Television and film have been known as one of our greatest “teachers” that highly influence our understanding of the world when we don’t have access to connect with diverse perspectives ourselves.

The lack of Asian leads and stories in Hollywood diminishes the importance of the Asian-American identity, perpetuating  stereotypes that often contribute to racism and discrimination.

Defying these negative stereotypes are shows like “Fresh Off the Boat,” “ Dr. Ken,” “Master of None,” and “Brown Nation,” which include Asian cast and crew members.

Asian-American audiences often feel identified with the narratives of these shows because they are centered on the Asian-American experience that is often erased through whitewashed casting.

These shows discuss specific themes—such as immigration, assimilation, and discrimination—while also incorporating universal themes of love, family, and success that everyone can relate to.

However, it takes more than creating shows and casting Asian actors in lead roles to achieve equal representation in Hollywood. In fact, “the path to equality is rarely easy,” actor Daniel Dae Kim revealed after his departure from “Hawaii Five-0.”

Kim and his co-star, Grace Park, departed from the CBS show due to unequal pay compared to their white male co-stars despite both starring in the main cast and appearing in the same number of episodes as their white, male leads.

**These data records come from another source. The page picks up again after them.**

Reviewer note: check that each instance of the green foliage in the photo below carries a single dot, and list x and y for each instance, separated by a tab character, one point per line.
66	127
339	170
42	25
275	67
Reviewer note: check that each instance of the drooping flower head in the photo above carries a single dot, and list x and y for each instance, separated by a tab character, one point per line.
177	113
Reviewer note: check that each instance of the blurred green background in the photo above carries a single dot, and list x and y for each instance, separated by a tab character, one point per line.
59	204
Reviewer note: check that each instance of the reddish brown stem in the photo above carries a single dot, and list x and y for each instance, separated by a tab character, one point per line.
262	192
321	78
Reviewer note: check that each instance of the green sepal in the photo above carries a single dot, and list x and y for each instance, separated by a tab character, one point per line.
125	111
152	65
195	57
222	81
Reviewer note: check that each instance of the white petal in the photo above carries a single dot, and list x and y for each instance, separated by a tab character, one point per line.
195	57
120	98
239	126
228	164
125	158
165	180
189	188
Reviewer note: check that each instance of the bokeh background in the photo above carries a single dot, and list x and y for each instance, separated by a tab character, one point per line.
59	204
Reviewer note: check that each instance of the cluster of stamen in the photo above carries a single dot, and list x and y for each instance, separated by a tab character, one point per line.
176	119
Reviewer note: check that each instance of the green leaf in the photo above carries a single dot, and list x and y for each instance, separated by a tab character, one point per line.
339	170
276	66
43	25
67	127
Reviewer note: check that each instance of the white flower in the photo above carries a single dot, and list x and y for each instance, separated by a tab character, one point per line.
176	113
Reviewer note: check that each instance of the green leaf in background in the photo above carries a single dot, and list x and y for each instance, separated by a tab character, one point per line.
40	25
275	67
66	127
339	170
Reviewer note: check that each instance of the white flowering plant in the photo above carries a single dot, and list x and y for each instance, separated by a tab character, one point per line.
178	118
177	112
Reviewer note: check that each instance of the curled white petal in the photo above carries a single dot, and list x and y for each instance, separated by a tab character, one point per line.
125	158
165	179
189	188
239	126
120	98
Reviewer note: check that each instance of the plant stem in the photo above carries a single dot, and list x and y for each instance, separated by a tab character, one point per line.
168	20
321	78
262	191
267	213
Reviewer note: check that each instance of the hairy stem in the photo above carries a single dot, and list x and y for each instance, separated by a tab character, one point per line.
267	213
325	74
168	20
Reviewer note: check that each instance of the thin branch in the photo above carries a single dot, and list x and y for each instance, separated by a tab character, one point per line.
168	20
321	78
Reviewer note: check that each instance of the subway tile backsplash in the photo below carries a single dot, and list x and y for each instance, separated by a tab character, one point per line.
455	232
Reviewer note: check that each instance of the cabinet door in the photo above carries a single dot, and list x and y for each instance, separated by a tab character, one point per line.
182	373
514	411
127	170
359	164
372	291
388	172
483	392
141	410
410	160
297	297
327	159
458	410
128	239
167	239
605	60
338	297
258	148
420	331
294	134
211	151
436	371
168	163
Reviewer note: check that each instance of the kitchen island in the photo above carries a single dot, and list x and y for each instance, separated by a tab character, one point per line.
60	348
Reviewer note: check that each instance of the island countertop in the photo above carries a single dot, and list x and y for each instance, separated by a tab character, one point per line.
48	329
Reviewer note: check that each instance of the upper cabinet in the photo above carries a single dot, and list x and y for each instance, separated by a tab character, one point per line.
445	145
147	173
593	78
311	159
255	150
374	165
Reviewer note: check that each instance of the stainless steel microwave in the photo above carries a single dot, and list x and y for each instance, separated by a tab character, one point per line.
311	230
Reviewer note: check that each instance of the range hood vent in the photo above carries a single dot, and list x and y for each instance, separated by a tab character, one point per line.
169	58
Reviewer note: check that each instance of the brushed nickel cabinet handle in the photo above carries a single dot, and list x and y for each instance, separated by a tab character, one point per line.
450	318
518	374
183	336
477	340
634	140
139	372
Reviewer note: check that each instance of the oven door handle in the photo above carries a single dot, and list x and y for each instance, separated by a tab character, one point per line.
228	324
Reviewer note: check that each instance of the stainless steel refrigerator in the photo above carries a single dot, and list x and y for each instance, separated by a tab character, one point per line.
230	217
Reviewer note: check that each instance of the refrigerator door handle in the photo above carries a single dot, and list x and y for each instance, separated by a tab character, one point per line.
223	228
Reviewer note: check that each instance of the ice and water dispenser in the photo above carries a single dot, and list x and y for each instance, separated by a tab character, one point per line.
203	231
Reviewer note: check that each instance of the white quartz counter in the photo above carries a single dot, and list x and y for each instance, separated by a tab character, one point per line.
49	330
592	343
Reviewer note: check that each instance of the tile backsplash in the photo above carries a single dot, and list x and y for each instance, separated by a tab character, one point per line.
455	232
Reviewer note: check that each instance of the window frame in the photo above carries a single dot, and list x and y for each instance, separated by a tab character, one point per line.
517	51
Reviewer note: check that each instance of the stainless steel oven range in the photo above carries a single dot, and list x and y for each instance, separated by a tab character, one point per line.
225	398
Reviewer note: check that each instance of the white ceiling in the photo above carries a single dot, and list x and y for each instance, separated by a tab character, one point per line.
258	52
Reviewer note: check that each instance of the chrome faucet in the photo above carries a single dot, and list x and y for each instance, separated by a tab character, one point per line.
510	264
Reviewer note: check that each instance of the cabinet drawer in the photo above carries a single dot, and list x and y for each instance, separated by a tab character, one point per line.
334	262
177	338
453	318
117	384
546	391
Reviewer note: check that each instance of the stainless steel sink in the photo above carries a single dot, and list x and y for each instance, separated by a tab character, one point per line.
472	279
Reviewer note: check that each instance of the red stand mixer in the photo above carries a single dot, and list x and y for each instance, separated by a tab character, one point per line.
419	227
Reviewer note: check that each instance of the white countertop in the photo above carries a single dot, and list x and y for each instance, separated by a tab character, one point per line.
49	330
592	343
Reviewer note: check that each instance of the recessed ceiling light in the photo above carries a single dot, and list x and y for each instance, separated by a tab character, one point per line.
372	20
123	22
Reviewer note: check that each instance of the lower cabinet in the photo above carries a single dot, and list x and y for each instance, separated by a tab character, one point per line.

CBS offered $195,000 for Kim (which is $5,000 less compared to O’Loughlin and Caan’s salary) and reportedly even less for Park.

Regardless of the reason for the two actors’ leave, this incident highlights the salary discrepancies among minority groups despite sharing the same roles and screen time as their white counterparts.

Arab-Americans are perhaps the most misinterpreted minority group in media since they are always confined to roles of terrorists, villains, and oppressors.

The negative portrayal of Arab characters in Hollywood often reinforces the ambivalent hostility that exists towards the arab community in the aftermath of 9/11.

Recently,  the main cast of the live-action adaptation of “Aladdin” was announced with rising star Mena Massoud as Aladdin and Naomi Scott as Princess Jasmine. Based on Middle Eastern folktale in “One Thousand and One Nights,” many criticized about Scott’s casting considering she’s of Indian descent, but not Arabian.

Twitter users commented their distaste for Hollywood for grouping South Asians with Middle Easterners, implying that “brown people are interchangeable” and erases ethnic identities.

https://twitter.com/SireLeoLamar/status/886299237667008512

Other users, in contrast, found no any issues with Scott and believe her talents earned her the role in a global audition. Others, prefer Scott as the lead actress over a white actress that whitewashes the original story.

Some also believe that Scott’s ethnic background is arbitrary since “Aladdin” is a work of fiction that sets in the city of Agrabah–a hybrid of Agra, India, and Baghdad, Iraq–and that the original Middle Eastern folktale sets in China.

In fact, “Aladdin” outraged Arab-Americans and Muslims months after its release in 1992 for portraying its Arab characters as barbaric through the film’s illustration and original theme song. It’s uncertain if “Aladdin” is the best film to fight for Arab representation when the Disney film was created from a Western perspective that meshed and fantasized South Asian and Middle Eastern antiquity.

Even if the film adaptation doesn’t seem to head in the right direction, the fight for minority representation in 2017 continues to gain momentum as more actors voice their stories of inequalities on social media and refuse to bow down to the pressure of  Hollywood stereotypes.